Cuando la oficina de estadísticas de India comunicó un crecimiento económico del 7,8% para el último trimestre —superando las proyecciones que estimaban un 7%—, la noticia debería haber generado celebraciones unánimes en los círculos de poder. En cambio, lo que se desató fue una tormenta de críticas, cuestionamientos y un debate público que pone en entredicho algo mucho más profundo que los números mismos: la integridad del sistema estadístico nacional. Lo que comenzó como un anuncio de resultados económicos se transformó rápidamente en un cuestionamiento sistémico sobre quién vigila a quienes miden el desempeño de una nación de más de mil trescientos millones de habitantes. Esta disputa no es simplemente académica; tiene implicancias directas en cómo se diseñan las políticas públicas, cómo se distribuyen recursos, y en última instancia, cómo millones de ciudadanos viven sus vidas cotidianas.

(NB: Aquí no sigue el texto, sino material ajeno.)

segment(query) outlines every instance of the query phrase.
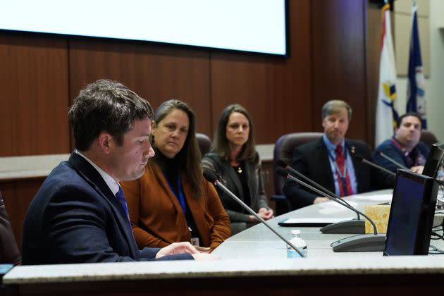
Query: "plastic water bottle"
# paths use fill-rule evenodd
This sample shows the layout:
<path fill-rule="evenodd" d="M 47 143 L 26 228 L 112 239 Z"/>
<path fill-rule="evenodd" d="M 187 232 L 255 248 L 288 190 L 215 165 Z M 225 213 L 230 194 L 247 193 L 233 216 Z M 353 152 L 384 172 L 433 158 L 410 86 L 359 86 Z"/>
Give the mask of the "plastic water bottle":
<path fill-rule="evenodd" d="M 302 254 L 305 256 L 307 255 L 307 242 L 301 238 L 301 230 L 299 229 L 291 230 L 291 238 L 289 240 L 295 247 L 298 247 L 302 252 Z M 301 255 L 297 252 L 287 244 L 287 258 L 298 258 L 300 257 Z"/>

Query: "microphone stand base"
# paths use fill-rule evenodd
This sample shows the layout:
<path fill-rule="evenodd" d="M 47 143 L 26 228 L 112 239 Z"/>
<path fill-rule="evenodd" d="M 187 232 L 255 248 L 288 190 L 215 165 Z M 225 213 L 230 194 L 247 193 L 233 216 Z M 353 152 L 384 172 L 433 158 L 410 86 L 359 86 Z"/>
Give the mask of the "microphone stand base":
<path fill-rule="evenodd" d="M 386 248 L 386 234 L 365 234 L 343 238 L 332 242 L 333 252 L 383 252 Z"/>
<path fill-rule="evenodd" d="M 365 233 L 365 221 L 346 220 L 328 225 L 319 229 L 322 233 Z"/>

El ataque al cifra estrella del gobierno
Subhash Garg, quien se desempeñó como secretario de Finanzas durante la administración de Narendra Modi y actualmente ejerce como crítico del gobierno, fue quien encendió la mecha de la controversia. Durante una intervención televisiva, Garg presentó una tesis que circuló vertiginosamente por redes sociales y medios especializados: lo que el gobierno presentaba como un "logro hercúleo" no era más que una ilusión óptica contable. Según su análisis, la administración habría manipulado deliberadamente las cifras del año anterior —reduciéndolas en términos de precios corrientes— para crear un efecto amplificador sobre los números del período actual. Su conclusión fue demoledora: el verdadero crecimiento económico sería apenas del 2,6%, no del 7,8% proclamado oficialmente. Esta acusación no quedó confinada a un círculo restringido de especialistas, sino que generó un aluvión de análisis críticos, artículos de opinión y debates públicos que fragmentaron aún más el ya enrarecido consenso sobre la salud económica del país.

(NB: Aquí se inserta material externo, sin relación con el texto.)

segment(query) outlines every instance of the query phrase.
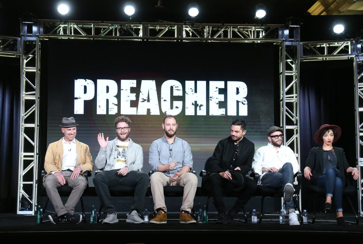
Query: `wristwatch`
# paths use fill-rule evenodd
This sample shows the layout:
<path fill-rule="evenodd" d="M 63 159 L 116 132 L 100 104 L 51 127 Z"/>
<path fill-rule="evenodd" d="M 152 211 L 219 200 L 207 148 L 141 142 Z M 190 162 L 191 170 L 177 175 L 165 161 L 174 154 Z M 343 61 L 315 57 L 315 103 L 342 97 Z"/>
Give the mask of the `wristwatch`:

Lo notable es que los detractores del gobierno no necesariamente convergieron en validar la cifra alternativa que Garg presentó. Sin embargo, encontraron terreno común en una preocupación más elemental: la falta de transparencia y credibilidad en los procedimientos mediante los cuales se generan, se revisan y se publican los indicadores económicos del Estado. Durante la última década, según denuncian críticos y analistas, habría ocurrido un vaciamiento progresivo de la arquitectura institucional que alguna vez garantizó la independencia de las estadísticas nacionales. Los cambios metodológicos se sucedieron sin explicaciones convincentes. Relevamientos cruciales experimentaron demoras inexplicables. Hallazgos incómodos fueron aparentemente suprimidos o postergados indefinidamente.

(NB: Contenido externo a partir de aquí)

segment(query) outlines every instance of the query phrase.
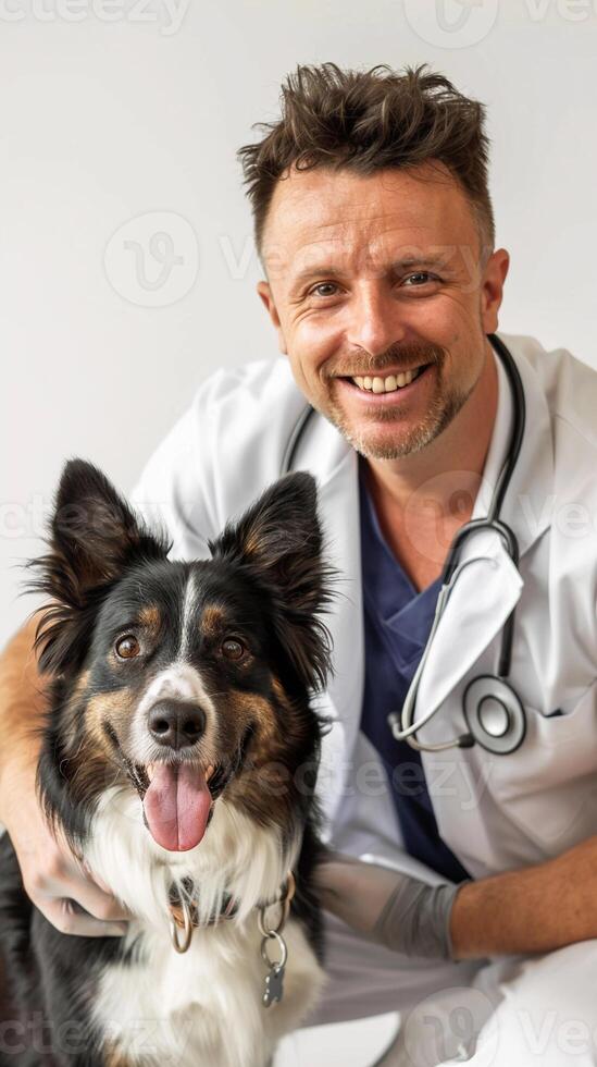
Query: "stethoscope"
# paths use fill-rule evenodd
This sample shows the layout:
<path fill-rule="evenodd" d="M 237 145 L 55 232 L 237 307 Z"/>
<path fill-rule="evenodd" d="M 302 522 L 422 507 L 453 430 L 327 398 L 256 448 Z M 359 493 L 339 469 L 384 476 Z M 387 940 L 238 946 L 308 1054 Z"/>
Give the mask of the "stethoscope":
<path fill-rule="evenodd" d="M 406 740 L 411 748 L 415 748 L 422 752 L 443 752 L 448 748 L 471 748 L 477 744 L 488 752 L 507 756 L 522 745 L 526 733 L 526 714 L 524 708 L 520 697 L 508 682 L 512 659 L 515 608 L 512 609 L 502 627 L 497 675 L 481 674 L 476 678 L 473 678 L 464 690 L 462 707 L 468 733 L 460 734 L 451 740 L 425 745 L 416 739 L 416 734 L 437 714 L 441 704 L 427 712 L 422 719 L 414 719 L 419 684 L 439 625 L 439 620 L 446 611 L 459 574 L 470 563 L 478 562 L 478 556 L 459 562 L 462 543 L 471 534 L 476 534 L 478 530 L 493 530 L 501 538 L 503 547 L 514 566 L 518 567 L 519 564 L 519 544 L 515 535 L 500 519 L 499 514 L 524 437 L 526 404 L 522 380 L 511 353 L 495 333 L 487 334 L 487 336 L 501 359 L 512 391 L 513 418 L 508 455 L 499 473 L 487 515 L 485 518 L 475 518 L 461 526 L 449 548 L 441 572 L 441 587 L 437 597 L 435 615 L 427 643 L 425 645 L 419 666 L 405 697 L 401 711 L 391 712 L 387 716 L 388 725 L 396 740 Z M 291 469 L 301 437 L 313 412 L 314 408 L 309 404 L 301 412 L 293 429 L 284 453 L 282 465 L 283 475 Z"/>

El veredicto internacional y la crisis de credibilidad
En noviembre del año anterior, el Fondo Monetario Internacional emitió un diagnóstico que funcionó como un termómetro de la salud del sistema estadístico indio. La calificación: una "C" en una escala de cuatro puntos, situándose como la segunda más baja. El informe técnico del organismo internacional no fue ambiguo en sus señalamientos. Identificó metodologías anticuadas, incluida la persistencia en utilizar un año base que ya no representaba adecuadamente la estructura económica actual. Detectó asimismo discrepancias sin explicación entre el Producto Bruto calculado desde el lado de la producción versus desde el lado del gasto. Constató la ausencia de datos desagregados estacionalmente, una carencia que distorsiona la interpretación de fluctuaciones periódicas en la actividad económica.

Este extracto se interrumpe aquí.